With the recent ruling of the Western Cape Town High Court, it’s not clear how the proposed bill which had earlier been celebrated as a major landmark by members of the Inkatha Freedom Party (IFP) would be affected.
Jeremy Acton, the leader of the Dagga Party told IOL that, “The Medical Innovation Bill before Parliament is giving the entire resource to centralised corporate control. The government is trying to appropriate this resource and give it to the pharmaceutical industry.”
The leader of the Dagga Party, Jeremy Acton alongside Garreth Prince, the Rastafarian lawyer, brought the case before the High Court in December on the basis of delisting cannabis from the forbidden substances listed in the Drugs and Trafficking Act.
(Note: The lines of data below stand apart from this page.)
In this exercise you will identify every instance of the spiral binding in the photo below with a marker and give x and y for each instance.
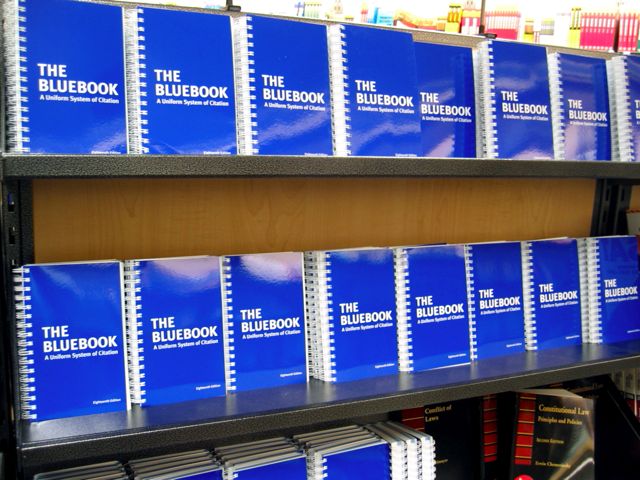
(15, 51)
(135, 69)
(405, 337)
(530, 330)
(471, 299)
(133, 316)
(595, 290)
(621, 114)
(321, 318)
(338, 78)
(584, 288)
(486, 98)
(556, 91)
(228, 324)
(24, 326)
(245, 85)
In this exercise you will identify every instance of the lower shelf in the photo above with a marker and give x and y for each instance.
(217, 421)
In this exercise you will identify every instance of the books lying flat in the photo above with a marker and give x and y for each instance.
(264, 320)
(580, 107)
(103, 471)
(624, 83)
(513, 91)
(494, 283)
(373, 88)
(553, 293)
(174, 326)
(180, 82)
(70, 328)
(352, 315)
(431, 297)
(284, 102)
(553, 435)
(193, 465)
(447, 100)
(65, 77)
(614, 304)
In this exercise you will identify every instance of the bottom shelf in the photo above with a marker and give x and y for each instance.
(223, 420)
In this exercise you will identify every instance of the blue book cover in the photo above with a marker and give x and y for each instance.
(495, 291)
(294, 469)
(263, 295)
(292, 107)
(363, 313)
(186, 62)
(517, 86)
(365, 463)
(75, 323)
(551, 282)
(447, 100)
(72, 87)
(377, 74)
(433, 298)
(175, 318)
(582, 122)
(615, 280)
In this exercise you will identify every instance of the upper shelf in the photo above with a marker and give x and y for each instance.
(122, 166)
(222, 420)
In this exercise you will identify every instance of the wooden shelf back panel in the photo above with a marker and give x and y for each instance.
(138, 218)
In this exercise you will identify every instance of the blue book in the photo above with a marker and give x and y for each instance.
(580, 107)
(624, 83)
(264, 320)
(65, 77)
(516, 106)
(374, 91)
(283, 87)
(180, 76)
(174, 326)
(447, 100)
(72, 314)
(614, 304)
(552, 293)
(362, 463)
(431, 296)
(289, 468)
(494, 284)
(353, 325)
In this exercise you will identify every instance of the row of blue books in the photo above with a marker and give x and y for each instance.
(159, 331)
(381, 451)
(92, 78)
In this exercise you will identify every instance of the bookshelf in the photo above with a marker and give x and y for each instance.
(70, 207)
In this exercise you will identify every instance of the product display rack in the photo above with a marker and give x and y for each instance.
(30, 448)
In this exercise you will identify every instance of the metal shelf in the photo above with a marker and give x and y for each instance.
(17, 167)
(223, 420)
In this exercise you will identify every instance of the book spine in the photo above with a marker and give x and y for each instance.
(584, 288)
(245, 85)
(15, 57)
(338, 77)
(471, 300)
(486, 95)
(135, 71)
(133, 317)
(24, 326)
(556, 92)
(530, 330)
(405, 337)
(621, 114)
(595, 291)
(228, 324)
(311, 306)
(327, 370)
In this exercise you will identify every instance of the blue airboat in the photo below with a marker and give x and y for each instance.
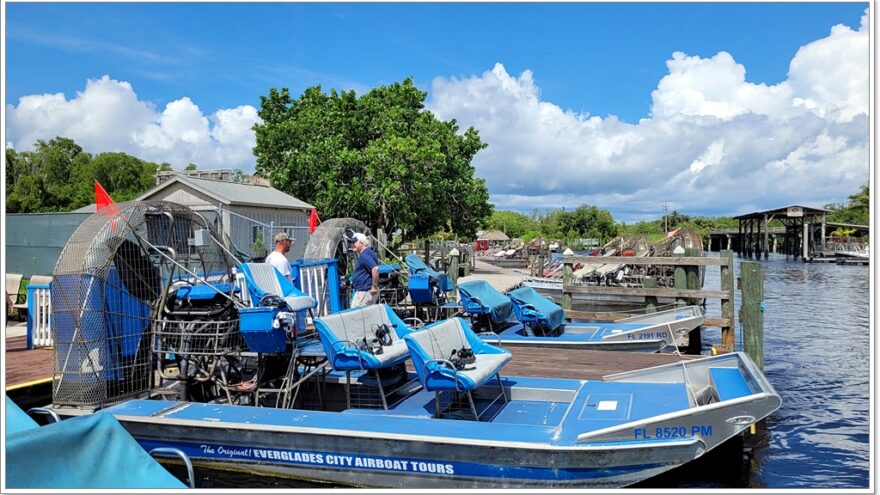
(523, 317)
(366, 399)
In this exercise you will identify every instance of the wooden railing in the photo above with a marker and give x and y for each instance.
(687, 284)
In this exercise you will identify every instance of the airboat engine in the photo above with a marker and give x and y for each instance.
(139, 282)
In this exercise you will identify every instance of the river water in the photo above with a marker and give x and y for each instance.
(817, 355)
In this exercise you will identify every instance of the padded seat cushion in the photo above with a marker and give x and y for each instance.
(340, 333)
(437, 341)
(478, 297)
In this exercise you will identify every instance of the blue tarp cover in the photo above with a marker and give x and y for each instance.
(417, 266)
(478, 297)
(543, 311)
(91, 451)
(16, 419)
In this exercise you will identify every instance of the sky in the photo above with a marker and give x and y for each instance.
(713, 109)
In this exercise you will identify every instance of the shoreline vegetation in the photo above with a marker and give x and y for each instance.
(58, 176)
(381, 157)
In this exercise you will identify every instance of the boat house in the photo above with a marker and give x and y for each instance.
(250, 214)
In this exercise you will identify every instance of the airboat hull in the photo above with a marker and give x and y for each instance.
(643, 333)
(551, 433)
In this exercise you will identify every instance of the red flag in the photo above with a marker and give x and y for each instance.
(102, 199)
(314, 221)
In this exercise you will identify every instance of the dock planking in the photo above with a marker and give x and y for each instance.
(25, 365)
(580, 363)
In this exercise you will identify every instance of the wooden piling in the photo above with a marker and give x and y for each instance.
(751, 314)
(567, 276)
(692, 273)
(728, 337)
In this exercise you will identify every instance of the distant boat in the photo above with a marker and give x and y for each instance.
(621, 274)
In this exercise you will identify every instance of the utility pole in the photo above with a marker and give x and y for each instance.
(665, 218)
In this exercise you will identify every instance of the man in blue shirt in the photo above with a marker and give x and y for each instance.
(365, 279)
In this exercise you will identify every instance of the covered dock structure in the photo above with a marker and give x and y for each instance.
(798, 224)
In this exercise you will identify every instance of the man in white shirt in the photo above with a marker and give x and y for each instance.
(277, 257)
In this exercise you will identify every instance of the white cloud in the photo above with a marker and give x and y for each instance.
(108, 116)
(714, 143)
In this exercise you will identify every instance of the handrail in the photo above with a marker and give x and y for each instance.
(190, 474)
(45, 411)
(444, 362)
(498, 337)
(39, 316)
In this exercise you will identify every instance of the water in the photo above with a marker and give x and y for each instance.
(816, 352)
(817, 356)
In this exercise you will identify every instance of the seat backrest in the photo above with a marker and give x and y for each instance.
(417, 266)
(40, 280)
(262, 279)
(437, 341)
(359, 323)
(13, 285)
(478, 297)
(552, 312)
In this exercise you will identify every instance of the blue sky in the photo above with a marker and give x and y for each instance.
(178, 63)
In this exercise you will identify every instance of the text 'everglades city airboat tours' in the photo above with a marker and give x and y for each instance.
(157, 324)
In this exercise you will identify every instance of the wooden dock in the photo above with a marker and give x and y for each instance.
(25, 366)
(503, 279)
(581, 364)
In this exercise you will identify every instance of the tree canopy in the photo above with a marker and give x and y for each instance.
(856, 211)
(380, 157)
(59, 176)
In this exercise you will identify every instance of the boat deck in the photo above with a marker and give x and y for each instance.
(529, 417)
(25, 366)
Read: Ghana reveals a proposal to decriminalize the use of marijuana
However, the High Court is not the only court that would sit on this case. The ruling has to be confirmed by the Constitutional Court before it’s sent to the National Assembly. If the Constitutional Court upholds the judgement, then then the legislature will need to amend and align provisions, which deal with this matter.
Acton wants cannabis to be treated the same way tobacco and alcohol is treated. The applicants argued that the distinction between cannabis and other harmful substances, such as alcohol and tobacco is irrational and hence the limitation of the right to privacy was unjustifiable in terms of s 36(1) of the Republic of South Africa Constitution Act 108 of 1996 (“the Constitution”).